Za każdym razem, gdy Tengel Zły wspominał Shirę, dostawał mdłości. I nie bez powodu, bo się jej po prostu śmiertelnie bał.

Ale Shira była jedynie duchem. Nie mogła go zaatakować sama, musiała mieć do pomocy żywego człowieka.

A tych on postara się wykończyć jak najprędzej! Coraz bardziej zagniewany przypominał sobie kolejno wszystkich swoich niepokornych potomków.

Heike mógł był stać się kimś niepospolitym, ale z niego już od dzieciństwa był odszczepieniec, który przeszedł na stronę dobra. Na myśl o tym Tengel Zły poczuł w ustach smak żółci.

Och, było ich mnóstwo, tych, którzy mieli zostać jego niewolnikami ale odwrócili się od niego. Taki Sigleik, na przykład. Jahas i Estrid, para idiotycznych klownów. Ingrid… I gromada głupków z Taran-gai, chociaż akurat nimi nie ma się co przejmować.

Nie, gorsi są ci, którzy jeszcze chodzą po ziemi. Żywi. I nie ci nudziarze, normalni, ani staruchy jak Benedikte. Jest jednak jeszcze troje…

Tengel Zły wciągnął powietrze tak gwałtownie, że nad legowiskiem uniósł się kłąb śmierdzącego pyłu i rozszedł po pieczarze. W lesie sójka spadła martwa na ziemię, kora osypała się z pni sosen.

Jest jeszcze troje…

Ludziom Lodu udało się ich ukryć przed nim.

Jedno z nich już, już prawie kiedyś miał w swoich rękach. Tę, którą nazywają Tova. Ale w ostatniej chwili została mu odebrana. Z początku stała po jego stronie, później nakładli jej do głowy tych swoich głupot i przeszła do nich. Ona też, przeklęte dziewuszysko!

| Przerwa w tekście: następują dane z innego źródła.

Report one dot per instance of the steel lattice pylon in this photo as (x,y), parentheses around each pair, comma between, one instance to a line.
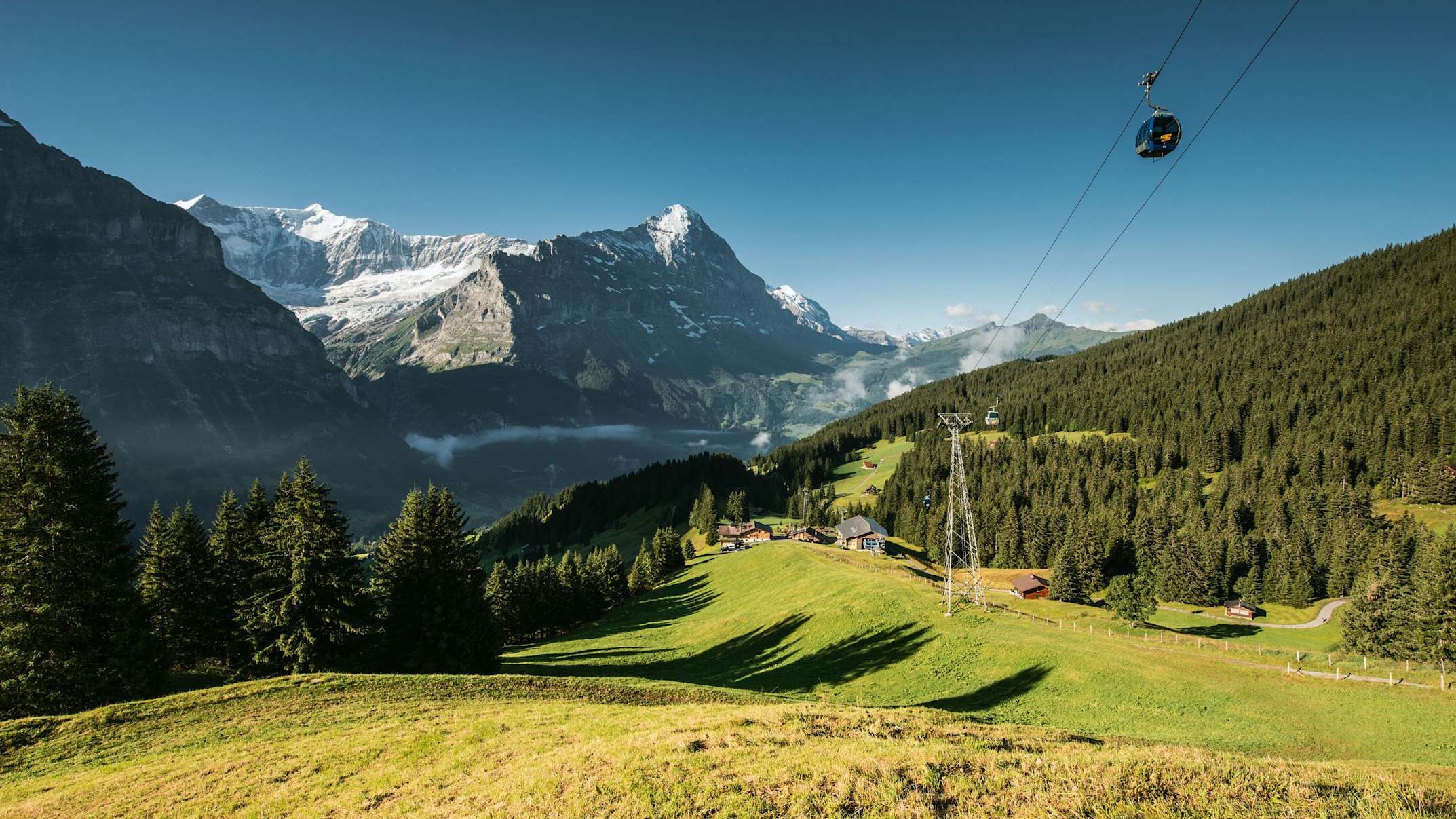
(961,551)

Tan-ghil, jako się rzekło, nigdy nie był człowiekiem wykształconym, jego zasób słów był poniżej wszelkiej krytyki.

Jest jeszcze dwoje…

Na jednego liczą najbardziej, jest dla nich wszystkim. Co też sobie wyobrażają te baranie łby. Tengelowi udało się kiedyś zobaczyć chłopaka. Wie nawet, jak ten nędznik ma na imię. Nataniel.

Nic groźnego. Taki tchórz, że nawet nie stanie do otwartej walki.

Tengel zadrżał. Ale ten trzeci… Ten trzeci jest dużo Gorszy. Ku swojemu wielkiemu rozgoryczeniu Tengel nie wiedział o nim nic pewnego. Nie wiedział nawet, czy to mężczyzna, a może to nie jedna osoba, lecz dwie albo trzy, wszystko to było nader niejasne. Chociaż nie, to jedna osoba!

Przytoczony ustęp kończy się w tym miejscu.